Reporter: Benedicta Prima | Editor: Handoyo .
KONTAN.CO.ID - JAKARTA. Bank Indonesia (BI) meluncurkan buku laporan perekonomian Indonesia 2018. Dalam kesempatan tersebut Gubernur BI Perry Warjiyo menegaskan tahun 2018 adalah tahun yang sulit.
Banyak tantangan yang dihadapi Indonesia tahun lalu. Antara lain kenaikan suku bunga Amerika Serikat (AS) yang agresif naik empat kali (2,25%-2,5%), ketegangan perdagangan AS-Tiongkok, penurunan harga komoditas, perlambatan pertumbuhan ekonomi serta sejumlah peristiwa geopolitik.
Juga, keluarnya aliran modal asing yang keluar, menguatnya dollar AS terhadap seluruh mata uang dunia, dan tingginya premi resiko ketidakpastian di pasar keuangan global.
"Sejumlah negara emerging market bahkan tidak tahan. Turki dan Argentina krisis ekonomi dan finansial. Kita patut bersyukur kinerja ekonomi Indonesia cukup baik," jelas Perry, Rabu (27/3).
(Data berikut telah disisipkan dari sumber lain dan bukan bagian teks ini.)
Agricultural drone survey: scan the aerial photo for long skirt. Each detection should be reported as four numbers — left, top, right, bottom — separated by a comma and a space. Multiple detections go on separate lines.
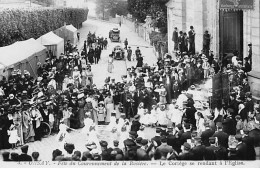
91, 109, 98, 125
23, 124, 35, 143
78, 108, 85, 128
105, 104, 114, 123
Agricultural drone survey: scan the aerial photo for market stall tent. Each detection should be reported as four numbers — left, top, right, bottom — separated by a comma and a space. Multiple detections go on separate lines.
54, 24, 78, 45
0, 38, 47, 80
37, 31, 64, 57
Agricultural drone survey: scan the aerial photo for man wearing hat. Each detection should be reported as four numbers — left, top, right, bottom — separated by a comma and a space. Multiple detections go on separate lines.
201, 122, 215, 147
154, 135, 174, 160
167, 126, 181, 153
222, 108, 236, 135
235, 134, 247, 160
136, 139, 149, 160
213, 122, 229, 149
178, 142, 194, 160
204, 137, 220, 160
112, 140, 124, 156
151, 127, 162, 147
242, 128, 256, 160
191, 137, 205, 160
127, 46, 132, 61
18, 145, 32, 161
100, 140, 113, 160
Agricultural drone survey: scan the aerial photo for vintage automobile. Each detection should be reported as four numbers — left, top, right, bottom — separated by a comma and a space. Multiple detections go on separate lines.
112, 45, 125, 60
109, 28, 120, 42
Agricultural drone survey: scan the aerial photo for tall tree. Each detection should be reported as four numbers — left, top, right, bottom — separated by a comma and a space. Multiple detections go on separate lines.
127, 0, 168, 34
95, 0, 118, 19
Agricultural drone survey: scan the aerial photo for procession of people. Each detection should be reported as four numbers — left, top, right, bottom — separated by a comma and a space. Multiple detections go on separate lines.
1, 25, 260, 162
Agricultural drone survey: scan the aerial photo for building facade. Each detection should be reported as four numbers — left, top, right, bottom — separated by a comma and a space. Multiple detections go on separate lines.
167, 0, 260, 99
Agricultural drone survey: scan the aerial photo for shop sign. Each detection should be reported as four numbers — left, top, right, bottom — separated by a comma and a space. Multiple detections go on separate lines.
220, 0, 254, 10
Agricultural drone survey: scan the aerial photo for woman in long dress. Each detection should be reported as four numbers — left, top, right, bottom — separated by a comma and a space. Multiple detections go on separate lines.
159, 85, 167, 104
12, 109, 24, 146
107, 55, 114, 73
104, 93, 114, 124
22, 108, 35, 143
86, 68, 94, 87
78, 95, 86, 128
81, 68, 87, 87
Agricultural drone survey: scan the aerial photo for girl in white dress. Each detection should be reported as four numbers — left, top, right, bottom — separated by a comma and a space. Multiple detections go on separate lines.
139, 109, 149, 126
149, 105, 158, 126
8, 124, 19, 149
137, 102, 145, 117
108, 111, 117, 131
82, 112, 94, 136
196, 112, 205, 136
171, 105, 183, 126
157, 104, 168, 126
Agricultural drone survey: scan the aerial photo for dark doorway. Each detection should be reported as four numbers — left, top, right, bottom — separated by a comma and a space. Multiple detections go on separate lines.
220, 10, 243, 62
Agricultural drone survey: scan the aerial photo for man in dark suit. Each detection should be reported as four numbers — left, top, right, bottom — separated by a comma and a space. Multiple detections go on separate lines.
180, 123, 192, 145
191, 137, 205, 160
204, 137, 219, 160
188, 26, 196, 55
167, 127, 181, 153
151, 128, 162, 147
112, 140, 124, 156
213, 122, 229, 149
235, 134, 247, 160
18, 145, 32, 161
178, 142, 194, 160
155, 136, 173, 159
242, 129, 256, 160
172, 27, 179, 51
201, 122, 215, 147
178, 31, 185, 54
136, 139, 150, 160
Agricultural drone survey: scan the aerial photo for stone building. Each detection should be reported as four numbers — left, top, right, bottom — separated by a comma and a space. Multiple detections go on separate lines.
167, 0, 260, 99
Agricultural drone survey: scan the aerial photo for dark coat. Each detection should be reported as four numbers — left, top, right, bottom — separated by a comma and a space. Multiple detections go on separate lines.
213, 131, 229, 149
236, 142, 247, 160
178, 151, 194, 160
18, 154, 32, 161
191, 145, 206, 160
201, 129, 215, 146
242, 135, 256, 160
180, 131, 191, 145
136, 148, 149, 160
204, 145, 219, 160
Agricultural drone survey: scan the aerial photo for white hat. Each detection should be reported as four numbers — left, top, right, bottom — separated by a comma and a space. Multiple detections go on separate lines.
38, 92, 44, 98
77, 93, 84, 99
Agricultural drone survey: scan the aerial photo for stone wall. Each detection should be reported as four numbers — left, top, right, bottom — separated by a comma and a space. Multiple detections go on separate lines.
167, 0, 260, 98
167, 0, 218, 56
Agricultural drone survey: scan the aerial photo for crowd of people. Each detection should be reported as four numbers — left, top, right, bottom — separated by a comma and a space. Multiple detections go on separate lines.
1, 28, 260, 162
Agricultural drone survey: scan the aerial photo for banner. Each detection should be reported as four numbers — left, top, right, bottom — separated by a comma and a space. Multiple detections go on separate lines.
220, 0, 254, 10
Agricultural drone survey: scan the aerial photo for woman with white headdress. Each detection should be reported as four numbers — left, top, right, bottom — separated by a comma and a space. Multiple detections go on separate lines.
157, 104, 168, 127
139, 109, 149, 126
87, 124, 100, 150
108, 111, 117, 131
56, 121, 74, 151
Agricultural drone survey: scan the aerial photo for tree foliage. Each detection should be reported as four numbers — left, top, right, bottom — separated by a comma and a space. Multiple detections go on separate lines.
0, 8, 89, 47
95, 0, 128, 18
127, 0, 168, 34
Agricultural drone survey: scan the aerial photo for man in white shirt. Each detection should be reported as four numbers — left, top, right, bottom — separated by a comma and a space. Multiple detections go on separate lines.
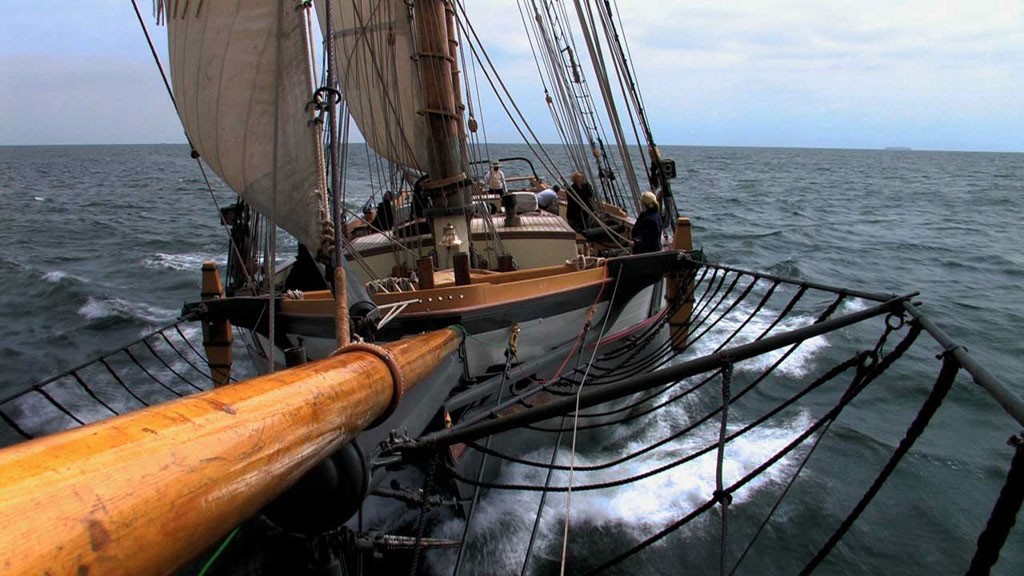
536, 184, 560, 214
486, 161, 506, 196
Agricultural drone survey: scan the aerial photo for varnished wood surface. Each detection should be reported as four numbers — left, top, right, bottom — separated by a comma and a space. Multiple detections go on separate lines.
283, 265, 607, 317
0, 329, 460, 576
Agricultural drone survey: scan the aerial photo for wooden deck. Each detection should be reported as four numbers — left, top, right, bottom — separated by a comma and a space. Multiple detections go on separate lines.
348, 213, 578, 259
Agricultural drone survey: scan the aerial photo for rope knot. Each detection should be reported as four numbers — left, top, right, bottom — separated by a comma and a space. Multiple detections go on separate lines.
714, 489, 733, 506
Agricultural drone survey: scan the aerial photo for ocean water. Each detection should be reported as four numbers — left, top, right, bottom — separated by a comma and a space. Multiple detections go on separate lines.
0, 144, 1021, 574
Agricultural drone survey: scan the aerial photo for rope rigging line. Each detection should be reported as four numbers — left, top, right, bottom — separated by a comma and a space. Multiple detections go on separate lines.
456, 0, 634, 249
0, 319, 253, 448
133, 1, 259, 291
559, 273, 621, 575
420, 248, 1023, 575
460, 351, 864, 475
575, 325, 922, 575
724, 311, 906, 575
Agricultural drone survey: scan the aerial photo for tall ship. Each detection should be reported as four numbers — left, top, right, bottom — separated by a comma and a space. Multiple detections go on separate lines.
0, 1, 1020, 575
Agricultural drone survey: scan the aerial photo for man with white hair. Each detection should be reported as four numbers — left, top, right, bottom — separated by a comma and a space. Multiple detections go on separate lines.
631, 191, 663, 254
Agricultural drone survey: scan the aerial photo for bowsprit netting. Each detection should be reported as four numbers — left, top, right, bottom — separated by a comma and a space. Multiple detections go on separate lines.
0, 319, 264, 449
406, 258, 1023, 576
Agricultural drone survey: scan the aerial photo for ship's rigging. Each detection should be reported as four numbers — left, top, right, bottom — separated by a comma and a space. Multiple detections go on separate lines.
1, 259, 1021, 574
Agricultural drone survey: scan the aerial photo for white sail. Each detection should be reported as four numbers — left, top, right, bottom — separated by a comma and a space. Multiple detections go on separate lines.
316, 0, 432, 172
165, 1, 329, 252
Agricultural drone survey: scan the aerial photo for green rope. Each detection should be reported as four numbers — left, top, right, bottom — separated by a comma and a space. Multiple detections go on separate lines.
197, 527, 240, 576
450, 325, 508, 350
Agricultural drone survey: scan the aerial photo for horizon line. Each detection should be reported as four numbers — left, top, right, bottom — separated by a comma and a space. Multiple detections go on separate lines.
0, 142, 1019, 154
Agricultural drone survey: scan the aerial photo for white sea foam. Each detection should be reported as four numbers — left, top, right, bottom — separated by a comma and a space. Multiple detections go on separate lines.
77, 296, 177, 324
430, 287, 834, 574
685, 294, 828, 378
43, 270, 69, 283
42, 270, 88, 284
437, 407, 813, 575
142, 252, 225, 272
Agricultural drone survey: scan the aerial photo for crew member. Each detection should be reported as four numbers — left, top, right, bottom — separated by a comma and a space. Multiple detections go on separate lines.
536, 185, 560, 215
567, 171, 597, 232
412, 175, 430, 219
486, 161, 507, 196
372, 191, 395, 232
631, 191, 662, 254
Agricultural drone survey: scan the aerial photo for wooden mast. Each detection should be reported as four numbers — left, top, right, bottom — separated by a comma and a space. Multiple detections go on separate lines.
0, 328, 460, 575
414, 0, 473, 269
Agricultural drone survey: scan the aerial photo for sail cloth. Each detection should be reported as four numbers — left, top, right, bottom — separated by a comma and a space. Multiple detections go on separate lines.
164, 1, 329, 252
315, 0, 431, 173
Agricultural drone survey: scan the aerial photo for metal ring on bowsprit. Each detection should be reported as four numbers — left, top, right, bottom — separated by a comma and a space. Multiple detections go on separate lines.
885, 313, 905, 331
331, 342, 406, 426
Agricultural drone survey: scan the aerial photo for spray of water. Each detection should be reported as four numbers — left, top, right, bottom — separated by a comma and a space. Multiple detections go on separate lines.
431, 295, 828, 574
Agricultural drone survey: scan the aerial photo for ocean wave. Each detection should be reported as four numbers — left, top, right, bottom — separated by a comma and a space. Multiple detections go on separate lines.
42, 270, 89, 285
77, 296, 177, 325
766, 258, 803, 280
684, 293, 828, 379
0, 255, 30, 272
142, 252, 226, 272
436, 409, 812, 574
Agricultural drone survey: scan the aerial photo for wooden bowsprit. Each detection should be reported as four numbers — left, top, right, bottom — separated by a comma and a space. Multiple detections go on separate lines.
0, 328, 460, 576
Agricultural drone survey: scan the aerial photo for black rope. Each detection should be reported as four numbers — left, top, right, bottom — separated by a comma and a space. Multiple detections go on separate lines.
33, 386, 85, 426
142, 337, 205, 393
130, 0, 177, 110
521, 416, 569, 576
448, 352, 864, 488
70, 372, 118, 417
453, 340, 518, 576
579, 327, 920, 575
799, 329, 949, 575
728, 349, 878, 576
579, 363, 868, 576
0, 407, 31, 439
966, 440, 1024, 575
496, 284, 849, 438
122, 348, 185, 399
98, 359, 149, 407
716, 363, 733, 576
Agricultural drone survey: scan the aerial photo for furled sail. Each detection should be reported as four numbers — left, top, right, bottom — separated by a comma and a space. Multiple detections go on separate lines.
315, 0, 432, 172
164, 1, 329, 252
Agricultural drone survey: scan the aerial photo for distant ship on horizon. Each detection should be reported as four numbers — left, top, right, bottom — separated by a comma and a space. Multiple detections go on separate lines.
884, 146, 913, 150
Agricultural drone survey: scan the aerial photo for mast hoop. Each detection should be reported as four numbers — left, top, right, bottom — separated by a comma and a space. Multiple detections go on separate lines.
422, 173, 471, 191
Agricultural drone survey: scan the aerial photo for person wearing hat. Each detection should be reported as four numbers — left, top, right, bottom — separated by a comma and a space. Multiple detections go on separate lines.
631, 191, 663, 254
486, 161, 507, 196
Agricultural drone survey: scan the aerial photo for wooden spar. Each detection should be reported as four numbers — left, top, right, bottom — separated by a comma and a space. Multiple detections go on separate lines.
666, 217, 694, 351
201, 261, 233, 386
0, 328, 460, 576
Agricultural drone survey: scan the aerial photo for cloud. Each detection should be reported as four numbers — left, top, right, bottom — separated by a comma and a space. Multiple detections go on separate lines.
1, 0, 1021, 151
603, 0, 1024, 150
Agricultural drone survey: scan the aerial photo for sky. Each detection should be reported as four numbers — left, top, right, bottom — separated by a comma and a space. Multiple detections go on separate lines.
0, 1, 1021, 152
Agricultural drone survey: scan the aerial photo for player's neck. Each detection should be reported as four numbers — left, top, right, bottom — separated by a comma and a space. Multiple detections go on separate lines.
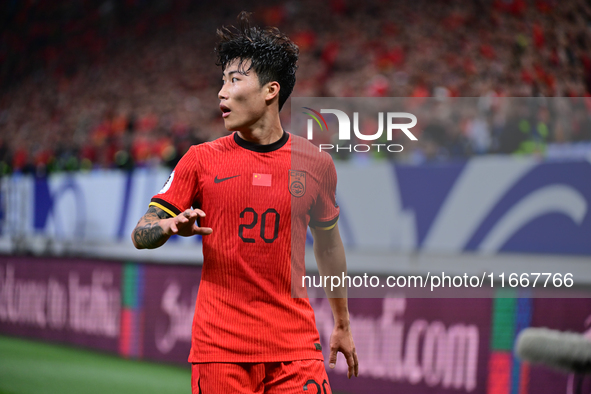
236, 114, 284, 145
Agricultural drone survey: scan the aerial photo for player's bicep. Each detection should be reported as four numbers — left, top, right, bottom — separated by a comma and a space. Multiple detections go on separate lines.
311, 223, 347, 295
150, 148, 199, 216
309, 155, 340, 230
310, 222, 342, 250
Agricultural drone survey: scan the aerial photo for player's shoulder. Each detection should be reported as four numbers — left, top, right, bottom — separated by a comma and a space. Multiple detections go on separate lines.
289, 133, 334, 166
191, 133, 235, 155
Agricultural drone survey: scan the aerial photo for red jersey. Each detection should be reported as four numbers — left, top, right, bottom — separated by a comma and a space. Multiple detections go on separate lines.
149, 131, 339, 363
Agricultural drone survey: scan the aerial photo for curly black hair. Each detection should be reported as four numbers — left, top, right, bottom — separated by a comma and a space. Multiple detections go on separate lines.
215, 12, 299, 111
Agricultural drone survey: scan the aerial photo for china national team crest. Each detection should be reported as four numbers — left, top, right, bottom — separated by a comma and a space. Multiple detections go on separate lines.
289, 170, 306, 197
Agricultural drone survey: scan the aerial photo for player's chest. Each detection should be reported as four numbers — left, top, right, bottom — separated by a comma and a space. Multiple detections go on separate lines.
196, 158, 316, 217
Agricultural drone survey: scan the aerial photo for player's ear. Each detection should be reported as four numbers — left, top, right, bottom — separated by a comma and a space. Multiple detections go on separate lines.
265, 81, 280, 103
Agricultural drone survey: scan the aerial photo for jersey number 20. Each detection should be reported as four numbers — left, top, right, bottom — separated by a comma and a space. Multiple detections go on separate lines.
238, 208, 280, 243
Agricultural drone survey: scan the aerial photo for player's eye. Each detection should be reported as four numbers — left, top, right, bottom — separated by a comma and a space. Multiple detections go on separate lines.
232, 77, 238, 83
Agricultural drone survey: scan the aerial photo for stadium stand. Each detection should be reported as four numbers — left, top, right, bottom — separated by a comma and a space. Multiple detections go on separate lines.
0, 0, 590, 174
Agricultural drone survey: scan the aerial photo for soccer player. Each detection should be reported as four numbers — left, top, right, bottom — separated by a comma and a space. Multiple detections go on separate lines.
131, 12, 358, 393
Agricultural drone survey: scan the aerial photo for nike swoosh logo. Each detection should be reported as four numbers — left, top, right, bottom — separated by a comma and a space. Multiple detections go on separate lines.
214, 175, 241, 183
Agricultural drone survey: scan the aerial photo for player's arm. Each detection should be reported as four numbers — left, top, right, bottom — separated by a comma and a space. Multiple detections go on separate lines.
131, 206, 212, 249
311, 223, 359, 379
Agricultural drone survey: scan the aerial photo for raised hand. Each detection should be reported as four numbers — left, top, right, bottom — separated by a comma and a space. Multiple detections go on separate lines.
163, 208, 213, 237
132, 206, 212, 249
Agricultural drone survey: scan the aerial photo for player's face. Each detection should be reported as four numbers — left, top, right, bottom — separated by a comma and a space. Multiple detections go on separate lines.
218, 59, 268, 132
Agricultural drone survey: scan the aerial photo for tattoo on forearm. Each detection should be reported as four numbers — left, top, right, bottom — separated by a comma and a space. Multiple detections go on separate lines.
133, 206, 172, 249
134, 222, 167, 249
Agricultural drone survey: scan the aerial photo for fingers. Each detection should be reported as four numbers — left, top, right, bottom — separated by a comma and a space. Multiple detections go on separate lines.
192, 208, 207, 217
177, 208, 206, 225
168, 209, 212, 237
329, 347, 358, 378
169, 208, 213, 237
169, 220, 178, 234
176, 214, 190, 224
182, 208, 206, 218
184, 209, 212, 236
181, 208, 198, 220
346, 352, 356, 379
193, 224, 213, 236
328, 347, 338, 370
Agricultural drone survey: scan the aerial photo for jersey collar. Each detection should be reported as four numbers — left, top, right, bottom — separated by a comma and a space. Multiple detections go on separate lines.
233, 131, 289, 153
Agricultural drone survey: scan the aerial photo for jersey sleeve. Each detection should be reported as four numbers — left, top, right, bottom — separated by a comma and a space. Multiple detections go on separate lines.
309, 155, 340, 230
149, 147, 199, 217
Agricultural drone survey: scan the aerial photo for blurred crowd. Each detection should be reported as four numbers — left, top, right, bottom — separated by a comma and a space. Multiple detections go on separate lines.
1, 0, 591, 174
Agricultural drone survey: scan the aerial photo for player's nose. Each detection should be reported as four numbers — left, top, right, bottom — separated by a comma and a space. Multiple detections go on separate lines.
218, 84, 228, 100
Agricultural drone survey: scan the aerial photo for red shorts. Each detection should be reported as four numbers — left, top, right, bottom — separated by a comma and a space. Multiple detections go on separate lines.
191, 360, 331, 394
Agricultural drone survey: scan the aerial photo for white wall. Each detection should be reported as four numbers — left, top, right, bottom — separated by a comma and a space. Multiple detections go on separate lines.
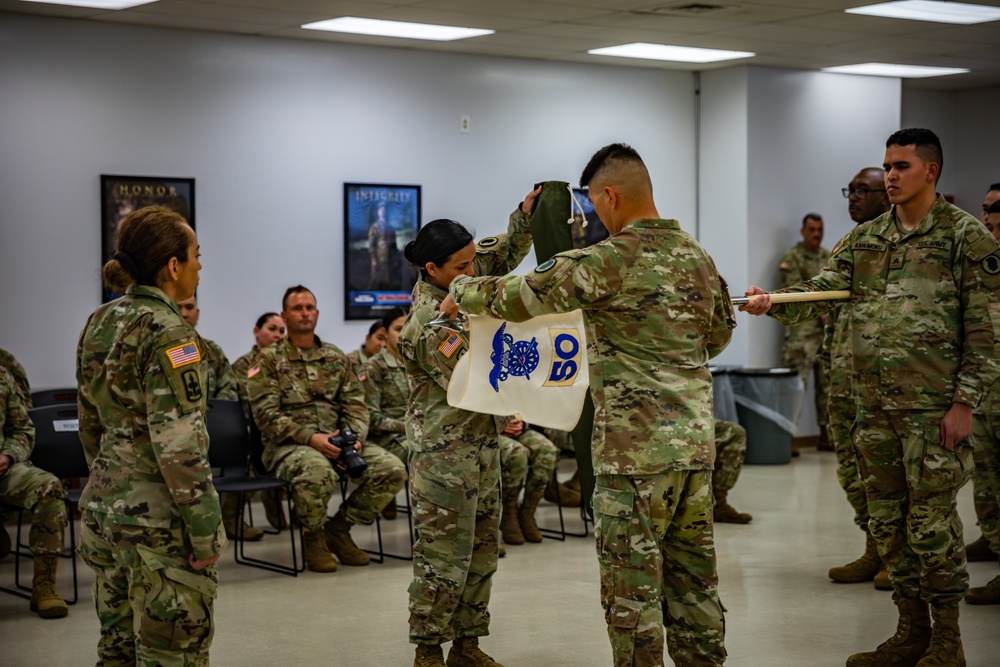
951, 86, 1000, 215
0, 14, 697, 389
900, 88, 957, 199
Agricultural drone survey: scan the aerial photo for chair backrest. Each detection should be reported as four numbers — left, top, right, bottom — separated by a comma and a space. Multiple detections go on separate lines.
205, 399, 251, 473
30, 388, 78, 408
247, 420, 270, 478
27, 404, 90, 479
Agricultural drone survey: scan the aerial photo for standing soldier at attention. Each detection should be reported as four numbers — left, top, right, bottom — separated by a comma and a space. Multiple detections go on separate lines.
778, 213, 831, 448
0, 362, 70, 619
741, 129, 1000, 667
246, 285, 407, 573
826, 168, 891, 588
444, 144, 735, 666
76, 206, 225, 666
398, 184, 540, 667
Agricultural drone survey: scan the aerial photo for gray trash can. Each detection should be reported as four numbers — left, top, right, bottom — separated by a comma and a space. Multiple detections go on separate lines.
729, 368, 803, 464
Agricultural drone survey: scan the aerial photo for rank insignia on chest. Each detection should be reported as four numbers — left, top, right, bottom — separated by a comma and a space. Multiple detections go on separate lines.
489, 322, 539, 392
439, 334, 462, 358
166, 342, 201, 368
247, 364, 260, 379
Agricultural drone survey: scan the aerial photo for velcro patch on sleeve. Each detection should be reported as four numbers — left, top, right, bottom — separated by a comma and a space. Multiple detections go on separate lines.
165, 342, 201, 368
439, 334, 462, 358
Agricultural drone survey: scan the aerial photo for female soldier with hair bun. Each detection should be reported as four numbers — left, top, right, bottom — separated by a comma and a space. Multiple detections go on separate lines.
398, 185, 540, 667
76, 205, 224, 666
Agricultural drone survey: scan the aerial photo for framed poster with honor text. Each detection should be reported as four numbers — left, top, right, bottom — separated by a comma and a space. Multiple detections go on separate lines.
343, 183, 421, 320
100, 174, 195, 301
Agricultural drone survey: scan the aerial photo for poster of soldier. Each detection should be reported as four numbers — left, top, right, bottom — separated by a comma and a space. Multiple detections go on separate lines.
100, 174, 195, 302
343, 182, 421, 320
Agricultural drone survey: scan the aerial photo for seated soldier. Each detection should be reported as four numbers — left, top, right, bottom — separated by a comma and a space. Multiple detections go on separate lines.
359, 307, 410, 520
177, 296, 260, 541
346, 319, 387, 377
246, 285, 407, 573
540, 427, 583, 508
713, 419, 752, 524
0, 362, 69, 619
498, 419, 558, 544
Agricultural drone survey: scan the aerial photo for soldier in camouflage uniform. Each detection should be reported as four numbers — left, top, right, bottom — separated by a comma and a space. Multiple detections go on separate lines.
778, 213, 831, 445
359, 307, 411, 521
965, 200, 1000, 604
742, 129, 1000, 667
826, 168, 891, 587
497, 420, 558, 545
966, 190, 1000, 565
346, 319, 387, 377
231, 312, 287, 531
246, 285, 406, 573
398, 186, 539, 667
76, 206, 224, 666
447, 145, 734, 667
177, 296, 257, 542
0, 363, 69, 619
0, 347, 31, 405
712, 420, 751, 524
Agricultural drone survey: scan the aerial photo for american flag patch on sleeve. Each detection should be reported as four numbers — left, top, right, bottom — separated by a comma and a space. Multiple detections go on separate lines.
247, 364, 260, 379
166, 342, 201, 368
439, 334, 461, 359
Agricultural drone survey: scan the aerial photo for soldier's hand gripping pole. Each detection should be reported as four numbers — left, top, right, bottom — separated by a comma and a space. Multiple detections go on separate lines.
731, 290, 851, 306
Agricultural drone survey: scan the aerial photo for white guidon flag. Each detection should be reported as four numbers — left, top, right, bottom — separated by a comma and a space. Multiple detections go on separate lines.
447, 311, 589, 431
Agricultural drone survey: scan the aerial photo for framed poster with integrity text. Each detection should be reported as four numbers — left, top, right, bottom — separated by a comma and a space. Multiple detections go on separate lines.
343, 182, 421, 321
100, 174, 195, 301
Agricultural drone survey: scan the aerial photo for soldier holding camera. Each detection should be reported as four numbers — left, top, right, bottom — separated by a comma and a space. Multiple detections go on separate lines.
247, 285, 407, 573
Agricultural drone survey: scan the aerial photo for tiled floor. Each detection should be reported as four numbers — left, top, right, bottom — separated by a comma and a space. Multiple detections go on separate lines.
2, 450, 998, 666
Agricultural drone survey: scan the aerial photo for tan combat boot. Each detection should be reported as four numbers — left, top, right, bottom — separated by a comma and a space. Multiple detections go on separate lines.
874, 567, 893, 590
500, 491, 524, 545
846, 595, 930, 667
446, 637, 504, 667
517, 491, 544, 543
304, 530, 338, 572
713, 492, 752, 524
261, 488, 287, 531
830, 532, 882, 583
564, 469, 581, 492
414, 643, 447, 667
221, 494, 264, 541
964, 535, 997, 562
382, 501, 398, 520
497, 543, 506, 558
325, 512, 370, 566
965, 574, 1000, 604
544, 474, 582, 507
915, 607, 964, 667
30, 554, 68, 619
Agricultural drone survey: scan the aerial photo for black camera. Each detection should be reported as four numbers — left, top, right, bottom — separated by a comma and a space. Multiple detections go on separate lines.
329, 429, 366, 479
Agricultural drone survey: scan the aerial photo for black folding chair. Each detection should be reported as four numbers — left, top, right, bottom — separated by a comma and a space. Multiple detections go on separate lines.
29, 388, 78, 408
539, 462, 590, 541
206, 399, 303, 576
335, 471, 414, 564
1, 405, 88, 604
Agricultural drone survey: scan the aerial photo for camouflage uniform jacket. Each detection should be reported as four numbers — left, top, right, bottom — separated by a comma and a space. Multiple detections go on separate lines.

Indonesia bisa memulihkan diri dengan inflasi terkendali dikisaran 3,13% secara tahunan, nilai tukar rupiah dari Rp 15.400 saat ini bisa stabil dan cenderung menguat dikisaran Rp 14.200, dan defisit transaksi berjalan alias current account deficit (CAD) 2,98% di bawah batas aman 3% dari produk domestik bruto (PDB). Serta sejak triwulan IV-2018 aliran modal asing mulai masuk lagi.
"Pertumbuhan ekonomi Indonesia 5,17% di sejumlah negara yang sedang resesi adalah capaian yang cukup baik," ujar Perry.
Kendati demikian, Perry masih meletakkan fokus utamanya pada ekspor yang masih sulit untuk didorong. Untuk itu, tahun 2019 perlu konsisten melakukan reformasi struktural. Terutama untuk meningkatkan daya saing seperti pengembangan infrastruktur, perbaikan iklim investasi dan peningkatan kualitas sumber daya manusia (SDM).
Hal ini menjadi kunci mendorong peningkatan modal dalam negeri, peningkatan kualitas tenaga kerja, dan yang paling penting mendorong industrialiasi di Indonesia, supaya ekonomi tidak booming hanya saat harga komoditas tinggi.